On Sun, Jul 07, 2002 at 11:25:28AM -0700, Tim May wrote:
> http://www.math.uu.se/~palmgren/topos-eng.html
> "Topos Theory, spring term 1999
> "A graduate course (6 course points) in mathematical logic.
> ------------------------------------------------------------------------
> "Topos theory grew out of the observation that the category of sheaves 
> over a fixed topological space forms a universe of "continuously 
> variable sets" which obeys the laws of intuitionistic logic. These sheaf 
> models, or Grothendieck toposes, turn out to be generalisations of 
> Kripke and Beth models (which are fundamental for various non-classical 
> logics) as well as Cohen's forcing models for set theory. The notion of 

I've been reading _Conceptual Mathematics_ but so far have not seen many
connections with topics I'm most interested in learning right now (logic,
recursion theory, decision theory).
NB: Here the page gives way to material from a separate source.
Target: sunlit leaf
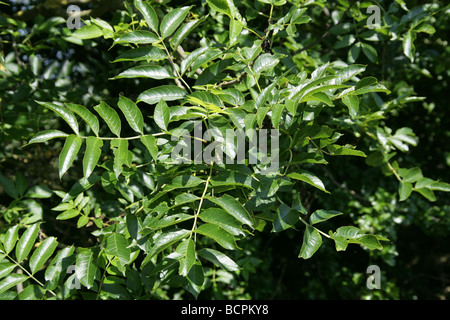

Perhaps category theory is more
relevant in physics, or I should move on to topos theory.

Topos theory seems to be motivated by intuitionistic logic, which is
considered the logical basis of constructive mathematics (according to
http://plato.stanford.edu/entries/logic-intuitionistic/). Does that mean I
should learn something about intuitionistic logic and constructivism first
before trying to tackle topos theory?

I notice the book "Constructivism in Mathematics" by Troelstra and Dalen. 
Has anyone here read it, or can anyone recommend another book?